The adhd enigma in my life

Can you remember the days during childhood when you couldn’t wait to start a new class or there was an upcoming school trip? It was an exciting time that offered new experiences and fun for many. For me, I would look for every excuse to stay home and avoid it at all costs. I wasn’t trying to be rebellious, or cause conflict with my parents by pretending to be sick or adamantly refusing to go to school. Rather, it was the anxiety I discussed earlier that would become so overwhelming to the point I could barely function. Getting up in the morning and thinking about all the tasks of the day ahead would cause this feeling of serious dread. It was enough to make me want to force myself to become sick just so I didn’t have to face the reality of whatever was coming next. 

The thought of having to do certain tasks like math or reading in front of the class, or anything involving multiple steps felt like I had to walk across hot lava. It was like my mind just did not want to process what I was learning and would shut itself down. Oddly enough, if the topic interested me in any capacity, I not only grasped it, but I would hyper focus on it and become good at understanding it. But, if it didn’t immediately click, I felt as if I was wading through quicksand. When that would start, my brain would find other means of finding what it wanted, which was to avoid everything it couldn’t understand at all costs. So instead, I would become impulsive, speak out of turn, daydream, or go to the bathroom to cause some type of trouble. I cannot even begin to tell you how many times my parents received calls from the principal or my teachers. In my defense, there was only so many times someone wanted to hear they were being “careless” or “lazy” all because their mind processed things much differently than the average person. 

Embracing the journey: from clarity to advocacy

Finding understanding about these aspects of myself was not about finding labels. We don’t really walk into the office of a mental health professional and say, “give me a label so I can feel cool and relate to others.” Rather, it was about liberation from the constant chaos of life. It gave me the ability to not only understand myself, but also find ways of not just surviving but thriving. In fact, getting the proper diagnosis not only allowed me to gain understanding about myself, but also broadened my perspective, fueling my passion to understand the intricacies of mental health so that I could then better help the clients I serve. This personal evolution was pivotal in my decision to specialize in working with individuals who had similar struggles. It allowed me to become a trauma specialist, serving others with PTSD through the power of EMDR. It also allowed me to become highly educated in not only treating ADHD, but recognizing it in others, which is so often overlooked. 
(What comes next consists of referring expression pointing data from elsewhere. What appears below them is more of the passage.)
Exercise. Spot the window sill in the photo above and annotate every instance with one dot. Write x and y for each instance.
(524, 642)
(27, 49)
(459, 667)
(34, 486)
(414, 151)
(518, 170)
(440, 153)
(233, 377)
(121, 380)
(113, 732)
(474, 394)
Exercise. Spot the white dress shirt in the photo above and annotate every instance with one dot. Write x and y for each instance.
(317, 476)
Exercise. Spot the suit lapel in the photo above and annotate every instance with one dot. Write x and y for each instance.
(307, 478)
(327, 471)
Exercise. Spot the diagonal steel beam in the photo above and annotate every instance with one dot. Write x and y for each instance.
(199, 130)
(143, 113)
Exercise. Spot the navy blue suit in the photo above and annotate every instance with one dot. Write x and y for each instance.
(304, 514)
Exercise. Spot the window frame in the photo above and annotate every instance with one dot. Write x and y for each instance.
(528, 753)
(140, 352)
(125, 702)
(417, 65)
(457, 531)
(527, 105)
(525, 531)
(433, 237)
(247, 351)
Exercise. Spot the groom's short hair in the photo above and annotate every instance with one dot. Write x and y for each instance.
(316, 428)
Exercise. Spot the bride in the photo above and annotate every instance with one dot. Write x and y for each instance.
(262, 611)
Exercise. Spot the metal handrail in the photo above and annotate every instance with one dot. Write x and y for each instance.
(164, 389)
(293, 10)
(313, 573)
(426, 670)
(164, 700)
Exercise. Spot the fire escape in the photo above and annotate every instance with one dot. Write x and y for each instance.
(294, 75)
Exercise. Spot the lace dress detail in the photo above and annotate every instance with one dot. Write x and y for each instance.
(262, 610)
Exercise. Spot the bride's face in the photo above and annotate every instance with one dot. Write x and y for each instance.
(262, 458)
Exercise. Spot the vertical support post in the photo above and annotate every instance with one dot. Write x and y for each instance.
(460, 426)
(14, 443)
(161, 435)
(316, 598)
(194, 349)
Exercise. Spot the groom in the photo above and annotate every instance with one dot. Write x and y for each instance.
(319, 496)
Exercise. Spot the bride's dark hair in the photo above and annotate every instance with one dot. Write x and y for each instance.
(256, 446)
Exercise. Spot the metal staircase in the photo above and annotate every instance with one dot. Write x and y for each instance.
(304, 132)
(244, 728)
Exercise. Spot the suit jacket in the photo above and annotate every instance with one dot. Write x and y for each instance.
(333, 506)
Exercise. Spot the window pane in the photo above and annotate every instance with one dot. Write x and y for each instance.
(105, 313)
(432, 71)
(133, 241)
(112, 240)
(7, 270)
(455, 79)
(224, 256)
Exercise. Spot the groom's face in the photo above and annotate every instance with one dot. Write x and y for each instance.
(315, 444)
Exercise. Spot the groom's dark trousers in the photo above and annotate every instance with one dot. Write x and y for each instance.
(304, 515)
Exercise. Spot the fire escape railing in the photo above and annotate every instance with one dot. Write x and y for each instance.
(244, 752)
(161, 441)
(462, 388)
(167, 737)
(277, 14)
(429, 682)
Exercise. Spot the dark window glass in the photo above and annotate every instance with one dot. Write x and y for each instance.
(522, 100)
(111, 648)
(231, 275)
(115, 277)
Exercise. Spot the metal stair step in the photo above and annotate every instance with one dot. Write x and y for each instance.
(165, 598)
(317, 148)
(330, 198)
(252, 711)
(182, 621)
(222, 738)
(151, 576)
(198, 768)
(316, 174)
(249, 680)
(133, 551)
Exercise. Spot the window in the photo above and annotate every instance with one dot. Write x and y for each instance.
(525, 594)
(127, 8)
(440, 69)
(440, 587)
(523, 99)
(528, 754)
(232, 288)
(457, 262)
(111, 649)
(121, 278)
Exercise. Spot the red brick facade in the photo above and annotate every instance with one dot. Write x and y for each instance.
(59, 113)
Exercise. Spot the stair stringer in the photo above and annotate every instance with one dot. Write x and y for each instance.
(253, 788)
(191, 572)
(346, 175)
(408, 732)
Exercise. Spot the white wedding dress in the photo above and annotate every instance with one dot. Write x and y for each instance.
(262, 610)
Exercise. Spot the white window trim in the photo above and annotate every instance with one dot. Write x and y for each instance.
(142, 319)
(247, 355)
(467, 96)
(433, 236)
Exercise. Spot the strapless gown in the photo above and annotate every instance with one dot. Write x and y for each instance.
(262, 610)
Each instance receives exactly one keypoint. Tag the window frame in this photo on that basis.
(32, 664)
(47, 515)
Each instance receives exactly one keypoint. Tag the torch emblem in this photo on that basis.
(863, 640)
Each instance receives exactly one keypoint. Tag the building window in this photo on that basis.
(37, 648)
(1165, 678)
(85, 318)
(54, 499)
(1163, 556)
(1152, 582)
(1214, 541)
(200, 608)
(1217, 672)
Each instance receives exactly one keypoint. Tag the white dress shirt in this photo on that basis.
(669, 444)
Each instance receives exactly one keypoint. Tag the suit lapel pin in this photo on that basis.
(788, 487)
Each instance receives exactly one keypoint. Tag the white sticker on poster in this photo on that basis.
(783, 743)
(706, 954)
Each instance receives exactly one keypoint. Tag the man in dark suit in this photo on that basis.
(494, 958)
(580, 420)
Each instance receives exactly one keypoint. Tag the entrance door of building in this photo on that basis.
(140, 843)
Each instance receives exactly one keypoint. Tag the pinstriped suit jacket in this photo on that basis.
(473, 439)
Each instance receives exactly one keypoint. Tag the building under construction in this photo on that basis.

Message from one heart to another

At the heart of my journey lies a fundamental truth – our struggles are both our challenge and our strength. As I pieced together the complexities of my emotions, it wasn’t merely about healing but also about understanding. Every insight, every moment of clarity, was a step towards a hopeful tomorrow.

If you’re reading this and feeling weighed down by your own battles, know this:

There’s an inherent strength within you, perhaps yet undiscovered. Life’s adversities, while daunting, also pave the way for profound personal growth. Amidst the darkest nights, remember that dawn is inevitable. And in that dawn, with the right support and understanding, you can find a renewed sense of purpose and hope.

Life’s complexities have shaped me, both as an individual and a therapist. And if there’s one thing, I’d want anyone to know — it’s that our struggles, our vulnerabilities, make us more human, more relatable. It’s in these shared experiences that we find strength, understanding, and growth.